Upon completion of the run, you should again have all the results collected in a new interactive window in your default web navigator. There is a lot of interesting information contained in these results. For instance, select the following plotting options:

Simulated[n_features=500, n_samples=1000]

Ridge Regression[reg=10.0, whiten_y=False]

objective_value

suboptimality_curve

semilog-y

iteration

You should see the following plot (click image to zoom).

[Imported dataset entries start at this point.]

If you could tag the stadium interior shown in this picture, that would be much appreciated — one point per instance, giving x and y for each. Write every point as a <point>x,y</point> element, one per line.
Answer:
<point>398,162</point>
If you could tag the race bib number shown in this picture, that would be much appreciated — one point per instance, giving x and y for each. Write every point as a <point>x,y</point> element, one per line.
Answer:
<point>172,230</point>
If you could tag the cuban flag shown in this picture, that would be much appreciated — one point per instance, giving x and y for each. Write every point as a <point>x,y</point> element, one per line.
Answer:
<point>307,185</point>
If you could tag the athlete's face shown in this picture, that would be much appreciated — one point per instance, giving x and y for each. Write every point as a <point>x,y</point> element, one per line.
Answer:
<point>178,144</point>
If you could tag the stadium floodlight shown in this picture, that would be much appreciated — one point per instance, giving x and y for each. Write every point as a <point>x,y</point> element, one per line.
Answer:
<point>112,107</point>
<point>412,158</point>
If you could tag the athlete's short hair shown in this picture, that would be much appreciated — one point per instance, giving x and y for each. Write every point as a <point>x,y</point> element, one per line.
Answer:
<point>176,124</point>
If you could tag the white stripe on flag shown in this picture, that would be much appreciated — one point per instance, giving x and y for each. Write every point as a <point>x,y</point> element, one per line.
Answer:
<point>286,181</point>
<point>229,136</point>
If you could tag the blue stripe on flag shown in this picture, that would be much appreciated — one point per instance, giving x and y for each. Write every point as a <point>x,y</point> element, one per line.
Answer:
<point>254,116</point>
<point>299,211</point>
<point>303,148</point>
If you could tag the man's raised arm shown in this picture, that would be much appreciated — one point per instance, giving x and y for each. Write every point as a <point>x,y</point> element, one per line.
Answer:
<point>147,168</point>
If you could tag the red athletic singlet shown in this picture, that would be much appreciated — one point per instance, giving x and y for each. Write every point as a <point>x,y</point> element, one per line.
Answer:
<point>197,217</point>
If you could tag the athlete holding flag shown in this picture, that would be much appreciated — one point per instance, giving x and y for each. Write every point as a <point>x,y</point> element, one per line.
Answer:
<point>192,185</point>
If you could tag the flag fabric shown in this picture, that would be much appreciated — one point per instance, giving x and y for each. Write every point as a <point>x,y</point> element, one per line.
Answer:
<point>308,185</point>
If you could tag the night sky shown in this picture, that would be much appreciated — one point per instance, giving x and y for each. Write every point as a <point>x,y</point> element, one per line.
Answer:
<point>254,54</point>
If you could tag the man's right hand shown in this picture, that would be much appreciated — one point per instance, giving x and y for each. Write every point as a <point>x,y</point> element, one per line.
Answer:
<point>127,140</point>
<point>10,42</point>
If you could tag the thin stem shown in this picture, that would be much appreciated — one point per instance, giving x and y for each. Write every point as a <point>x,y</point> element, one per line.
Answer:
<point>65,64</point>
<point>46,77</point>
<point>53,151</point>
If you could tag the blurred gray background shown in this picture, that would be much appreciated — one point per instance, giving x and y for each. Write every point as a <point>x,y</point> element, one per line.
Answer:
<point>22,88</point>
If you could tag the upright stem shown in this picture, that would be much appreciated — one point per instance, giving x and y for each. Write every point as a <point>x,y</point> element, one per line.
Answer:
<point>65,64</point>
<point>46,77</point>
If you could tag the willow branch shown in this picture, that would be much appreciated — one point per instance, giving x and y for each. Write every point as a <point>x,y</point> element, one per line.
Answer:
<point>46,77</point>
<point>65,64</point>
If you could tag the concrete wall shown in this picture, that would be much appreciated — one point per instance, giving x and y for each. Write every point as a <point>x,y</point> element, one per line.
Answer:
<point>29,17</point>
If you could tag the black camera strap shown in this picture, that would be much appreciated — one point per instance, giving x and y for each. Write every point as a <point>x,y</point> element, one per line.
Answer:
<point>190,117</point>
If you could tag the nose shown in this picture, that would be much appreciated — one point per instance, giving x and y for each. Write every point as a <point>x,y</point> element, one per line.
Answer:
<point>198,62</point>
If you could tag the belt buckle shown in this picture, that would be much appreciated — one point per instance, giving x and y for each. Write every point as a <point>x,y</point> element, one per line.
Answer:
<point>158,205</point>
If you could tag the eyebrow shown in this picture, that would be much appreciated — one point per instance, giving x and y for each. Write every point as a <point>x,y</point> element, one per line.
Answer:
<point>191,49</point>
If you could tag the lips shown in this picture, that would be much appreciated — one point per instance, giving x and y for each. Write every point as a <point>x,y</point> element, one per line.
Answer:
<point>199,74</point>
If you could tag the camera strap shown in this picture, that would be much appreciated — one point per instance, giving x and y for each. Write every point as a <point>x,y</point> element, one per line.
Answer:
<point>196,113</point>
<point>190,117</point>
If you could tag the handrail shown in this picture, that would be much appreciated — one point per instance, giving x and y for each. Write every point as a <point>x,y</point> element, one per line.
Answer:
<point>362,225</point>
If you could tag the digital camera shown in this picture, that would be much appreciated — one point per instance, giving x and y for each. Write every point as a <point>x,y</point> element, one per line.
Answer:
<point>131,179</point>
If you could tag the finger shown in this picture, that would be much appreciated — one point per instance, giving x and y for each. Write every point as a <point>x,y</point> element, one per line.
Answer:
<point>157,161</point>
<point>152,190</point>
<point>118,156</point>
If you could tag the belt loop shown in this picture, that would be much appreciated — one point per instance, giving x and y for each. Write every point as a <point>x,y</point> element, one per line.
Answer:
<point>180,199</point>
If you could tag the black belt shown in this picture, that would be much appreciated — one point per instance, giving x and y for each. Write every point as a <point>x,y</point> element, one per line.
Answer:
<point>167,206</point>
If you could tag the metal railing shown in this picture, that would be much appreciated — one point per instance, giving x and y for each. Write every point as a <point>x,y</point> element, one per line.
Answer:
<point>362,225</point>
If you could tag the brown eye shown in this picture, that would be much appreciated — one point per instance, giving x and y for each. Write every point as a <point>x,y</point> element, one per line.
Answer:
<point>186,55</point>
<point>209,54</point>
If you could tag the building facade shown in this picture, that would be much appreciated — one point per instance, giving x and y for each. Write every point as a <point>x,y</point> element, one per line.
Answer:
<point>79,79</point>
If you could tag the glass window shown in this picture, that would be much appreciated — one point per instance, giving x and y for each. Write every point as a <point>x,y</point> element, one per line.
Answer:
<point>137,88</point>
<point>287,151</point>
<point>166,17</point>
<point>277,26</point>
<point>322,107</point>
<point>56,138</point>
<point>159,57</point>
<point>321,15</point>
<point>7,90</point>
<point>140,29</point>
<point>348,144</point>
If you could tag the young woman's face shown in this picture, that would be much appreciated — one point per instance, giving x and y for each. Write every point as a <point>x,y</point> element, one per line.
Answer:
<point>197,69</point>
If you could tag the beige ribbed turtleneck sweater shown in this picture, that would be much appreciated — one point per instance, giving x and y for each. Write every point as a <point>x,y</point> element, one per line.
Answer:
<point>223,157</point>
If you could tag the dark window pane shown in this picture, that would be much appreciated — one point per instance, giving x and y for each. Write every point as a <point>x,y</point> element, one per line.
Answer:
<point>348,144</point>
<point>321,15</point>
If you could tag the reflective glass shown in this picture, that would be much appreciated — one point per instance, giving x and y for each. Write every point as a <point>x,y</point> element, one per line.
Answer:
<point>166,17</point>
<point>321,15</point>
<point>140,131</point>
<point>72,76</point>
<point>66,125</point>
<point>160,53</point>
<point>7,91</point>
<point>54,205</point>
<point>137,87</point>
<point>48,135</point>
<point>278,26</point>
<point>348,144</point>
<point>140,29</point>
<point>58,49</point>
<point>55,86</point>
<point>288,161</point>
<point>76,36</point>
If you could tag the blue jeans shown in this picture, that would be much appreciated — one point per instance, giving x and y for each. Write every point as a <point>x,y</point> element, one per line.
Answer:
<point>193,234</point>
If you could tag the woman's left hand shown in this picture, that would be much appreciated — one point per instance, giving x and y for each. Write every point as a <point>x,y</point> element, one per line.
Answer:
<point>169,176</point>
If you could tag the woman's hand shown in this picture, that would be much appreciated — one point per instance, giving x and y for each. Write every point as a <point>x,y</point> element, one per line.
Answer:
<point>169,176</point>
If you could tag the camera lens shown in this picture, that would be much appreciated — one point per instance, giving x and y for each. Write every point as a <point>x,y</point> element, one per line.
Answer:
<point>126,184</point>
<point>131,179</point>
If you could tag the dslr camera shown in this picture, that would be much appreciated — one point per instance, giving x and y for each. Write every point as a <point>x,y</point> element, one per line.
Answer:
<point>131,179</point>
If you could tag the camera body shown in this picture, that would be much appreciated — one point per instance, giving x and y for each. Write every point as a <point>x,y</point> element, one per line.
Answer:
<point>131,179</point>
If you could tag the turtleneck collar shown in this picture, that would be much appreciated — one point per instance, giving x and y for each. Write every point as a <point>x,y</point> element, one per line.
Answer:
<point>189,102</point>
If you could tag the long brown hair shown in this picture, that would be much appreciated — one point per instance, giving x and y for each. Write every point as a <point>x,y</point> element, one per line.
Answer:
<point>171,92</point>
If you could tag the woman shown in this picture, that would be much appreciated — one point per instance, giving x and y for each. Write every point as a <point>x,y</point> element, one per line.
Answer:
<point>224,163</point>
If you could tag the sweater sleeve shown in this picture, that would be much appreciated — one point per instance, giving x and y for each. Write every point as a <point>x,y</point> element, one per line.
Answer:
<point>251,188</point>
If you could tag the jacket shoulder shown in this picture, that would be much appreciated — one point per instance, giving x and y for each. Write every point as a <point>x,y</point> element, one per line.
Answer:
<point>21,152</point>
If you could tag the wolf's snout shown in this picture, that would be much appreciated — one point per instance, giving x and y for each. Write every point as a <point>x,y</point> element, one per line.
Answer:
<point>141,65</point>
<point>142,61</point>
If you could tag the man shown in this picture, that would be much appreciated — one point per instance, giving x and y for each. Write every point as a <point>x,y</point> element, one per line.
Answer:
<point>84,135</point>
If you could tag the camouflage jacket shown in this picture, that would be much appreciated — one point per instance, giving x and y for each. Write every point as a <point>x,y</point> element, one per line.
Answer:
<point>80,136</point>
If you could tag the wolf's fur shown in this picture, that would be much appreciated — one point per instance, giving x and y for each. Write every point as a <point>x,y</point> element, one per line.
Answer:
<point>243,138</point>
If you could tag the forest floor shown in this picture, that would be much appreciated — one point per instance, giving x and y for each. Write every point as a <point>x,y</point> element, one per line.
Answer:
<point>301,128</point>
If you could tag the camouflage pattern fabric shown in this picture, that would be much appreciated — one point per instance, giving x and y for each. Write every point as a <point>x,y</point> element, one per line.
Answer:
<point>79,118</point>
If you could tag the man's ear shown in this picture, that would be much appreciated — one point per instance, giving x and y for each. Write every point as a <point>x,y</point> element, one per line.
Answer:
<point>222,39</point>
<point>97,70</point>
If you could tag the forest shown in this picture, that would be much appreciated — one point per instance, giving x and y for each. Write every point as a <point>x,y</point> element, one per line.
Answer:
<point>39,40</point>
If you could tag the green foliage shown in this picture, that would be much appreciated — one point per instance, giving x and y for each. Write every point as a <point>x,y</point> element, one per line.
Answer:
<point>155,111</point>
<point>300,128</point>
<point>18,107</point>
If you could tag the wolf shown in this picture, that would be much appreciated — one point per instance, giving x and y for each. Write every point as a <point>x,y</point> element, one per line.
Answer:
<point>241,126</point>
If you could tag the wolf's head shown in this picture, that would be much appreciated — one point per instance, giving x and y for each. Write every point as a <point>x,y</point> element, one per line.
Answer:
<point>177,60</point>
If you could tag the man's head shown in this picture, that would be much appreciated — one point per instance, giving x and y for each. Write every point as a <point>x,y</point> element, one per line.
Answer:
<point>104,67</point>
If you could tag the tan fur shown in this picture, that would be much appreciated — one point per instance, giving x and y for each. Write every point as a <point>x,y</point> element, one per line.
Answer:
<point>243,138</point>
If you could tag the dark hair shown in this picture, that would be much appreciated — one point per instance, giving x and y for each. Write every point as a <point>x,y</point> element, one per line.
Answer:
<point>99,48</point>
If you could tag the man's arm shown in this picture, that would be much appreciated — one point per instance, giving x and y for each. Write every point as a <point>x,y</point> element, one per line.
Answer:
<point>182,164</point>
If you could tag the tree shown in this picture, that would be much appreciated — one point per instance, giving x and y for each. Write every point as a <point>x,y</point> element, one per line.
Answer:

We may observe that the GD-ridge with `stepsize=1`

reaches a low cost value faster that when using smaller or larger stepsize. This is expected since the stepsize has been scaled optimally according to the theory of convex optimization, and therefore `stepsize=1`

is in principle the fastest safe step.

One of the interesting features of Benchopt is its ability to easily compute and show several metrics over the run.
We have computed the ridge penalization alongside the iterations, and we can observe its values by changing the `Objective_column`

field to `objective_penalty`

. For better visualisation, you may change the `Scale`

field to `semilog-x`

. Observe that the ridge regularisation term increases with the iterations. Again this is expected since we initialized GD with a null vector for which the Euclidean norm is zero.

## Concluding remarks#

Thank you for completing this tutorial! Hopefully your understanding of Benchopt benchmark is now sufficient to start your own benchmark. You may find more information in the online documentation about writing a benchmark. Moreover, there are a lot of other interesting features to Benchopt, feel free to go over the online documentation to learn more about Command Line Interface, publishing benchmark results, or configuring Benchopt.

As a final word, for simplicity, the way we cloned the template_benchmark repository to create our benchmark slightly differs from the recommended procedure. Instead, to start you benchmark, follow the instructions found in the README.rst file.